Detecting anomalous inputs, such as adversarial and out-of-distribution (OOD) inputs, is critical for classifiers deployed in real-world applications, especially deep neural network (DNN) classifiers that are known to be brittle on such inputs. We propose an unsupervised statistical testing framework for detecting such anomalous inputs to a trained DNN classifier based on its internal layer representations. By calculating test statistics at the input and intermediate-layer representations of the DNN, conditioned individually on the predicted class and on the true class of labeled training data, the method characterizes their class-conditional distributions on natural inputs. Given a test input, its extent of non-conformity with respect to the training distribution is captured using p-values of the class-conditional test statistics across the layers, which are then combined using a scoring function designed to score high on anomalous inputs.

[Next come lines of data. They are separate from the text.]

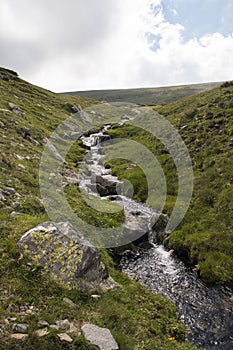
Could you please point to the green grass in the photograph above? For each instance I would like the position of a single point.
(205, 122)
(144, 322)
(146, 96)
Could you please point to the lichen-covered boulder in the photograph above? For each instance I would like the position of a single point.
(66, 256)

We focus on adversarial inputs, which are an important class of anomalous inputs, and also demonstrate the effectiveness of our method on general OOD inputs. The proposed framework also provides an alternative class prediction that can be used to correct the DNNs prediction on (detected) adversarial inputs. Experiments on well-known image classification datasets with strong adversarial attacks, including a custom attack method that uses the internal layer representations of the DNN, demonstrate that our method outperforms or performs comparably with five state-of-the-art detection methods.